In some cases, even when a child has received optimal care, the leukemia cells will return. When the disease comes back, the leukemia is said to have relapsed. This can happen when the child is still receiving treatment or after completing therapy.
How is relapse detected?
Your child will sometimes experience symptoms if their leukemia relapses. For some children these may be similar to the symptoms they had when they were originally diagnosed. Doctors may also detect relapse during routine tests such as physical examination, follow-up blood counts or a lumbar puncture.
Prognosis for children when leukemia relapses
How well your child responds to treatment after they relapse depends on a variety of factors.
Leukemia subtype
Some leukemia subtypes, such as T-cell ALL or AML, are more difficult to treat than others. As a result, your child’s leukemia subtype determines how well they respond to therapy during relapse.
Prior therapy
Not all children receive the same treatment protocol during their first cycle of treatment. Depending on your child’s leukemia subtype and risk category, they may have received radiation therapy as well as a bone marrow transplant. Having had either or both of these treatments in addition to chemotherapy influences how well a child recovers from relapse.

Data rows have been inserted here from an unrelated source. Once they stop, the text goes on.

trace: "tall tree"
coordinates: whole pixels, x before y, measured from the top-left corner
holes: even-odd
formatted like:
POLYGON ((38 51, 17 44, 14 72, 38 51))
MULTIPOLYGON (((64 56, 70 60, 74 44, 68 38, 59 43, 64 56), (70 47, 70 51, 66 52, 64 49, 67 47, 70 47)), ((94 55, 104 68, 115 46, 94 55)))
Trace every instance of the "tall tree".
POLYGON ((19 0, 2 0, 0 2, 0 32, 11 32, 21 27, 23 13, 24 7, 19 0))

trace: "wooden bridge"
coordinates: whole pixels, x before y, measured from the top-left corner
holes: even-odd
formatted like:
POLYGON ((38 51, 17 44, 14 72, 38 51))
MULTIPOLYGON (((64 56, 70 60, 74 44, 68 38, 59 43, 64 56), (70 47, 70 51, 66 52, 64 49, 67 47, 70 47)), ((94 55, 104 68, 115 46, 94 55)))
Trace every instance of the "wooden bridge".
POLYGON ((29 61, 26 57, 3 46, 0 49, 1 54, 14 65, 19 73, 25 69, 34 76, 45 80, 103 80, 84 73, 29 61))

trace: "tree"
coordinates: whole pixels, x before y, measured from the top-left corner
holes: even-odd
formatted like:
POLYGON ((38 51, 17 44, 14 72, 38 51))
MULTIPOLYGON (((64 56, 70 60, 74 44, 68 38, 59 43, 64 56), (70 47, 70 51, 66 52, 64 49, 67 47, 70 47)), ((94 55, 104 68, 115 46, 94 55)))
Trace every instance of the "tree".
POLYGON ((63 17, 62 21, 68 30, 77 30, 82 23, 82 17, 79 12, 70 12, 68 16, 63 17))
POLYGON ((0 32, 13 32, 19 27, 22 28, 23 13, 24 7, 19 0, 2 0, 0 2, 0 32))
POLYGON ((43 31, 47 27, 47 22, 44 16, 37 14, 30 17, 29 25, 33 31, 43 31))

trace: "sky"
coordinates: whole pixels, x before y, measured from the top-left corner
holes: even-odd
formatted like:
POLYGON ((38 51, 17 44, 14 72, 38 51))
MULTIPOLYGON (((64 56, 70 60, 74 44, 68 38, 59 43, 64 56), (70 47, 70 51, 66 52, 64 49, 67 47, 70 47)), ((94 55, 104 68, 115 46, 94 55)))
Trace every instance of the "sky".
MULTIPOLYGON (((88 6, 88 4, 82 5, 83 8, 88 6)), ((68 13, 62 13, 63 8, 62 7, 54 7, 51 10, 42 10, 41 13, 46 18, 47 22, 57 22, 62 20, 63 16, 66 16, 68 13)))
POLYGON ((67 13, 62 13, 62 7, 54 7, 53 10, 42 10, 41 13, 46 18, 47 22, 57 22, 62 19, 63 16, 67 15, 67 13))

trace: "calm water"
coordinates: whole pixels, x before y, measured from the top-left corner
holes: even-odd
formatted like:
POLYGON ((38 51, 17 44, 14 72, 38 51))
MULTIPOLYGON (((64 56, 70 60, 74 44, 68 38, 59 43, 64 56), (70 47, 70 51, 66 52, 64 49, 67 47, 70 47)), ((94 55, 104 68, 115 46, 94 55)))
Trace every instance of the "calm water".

The length of time from the initial diagnosis
Children who relapse within the first year of remission are more difficult to treat than those who relapse later in life. These children may not respond to treatment, which means the disease is now resistant.
Site of relapse
Children with ALL who relapse can develop leukemic cells in their bone marrow, CNS, or testes. Children who relapse in the central nervous system have a better survival rate than those who relapse in the marrow.
Treating relapsed leukemia
The first goal for most children who have relapsed leukemia is to try to get their disease back into remission. Often this is more difficult than it was at the time of initial diagnosis. It may include further chemotherapy, bone marrow transplantation, and/or experimental therapy. Your child’s treatment team will discuss the details of your child’s new treatment plan.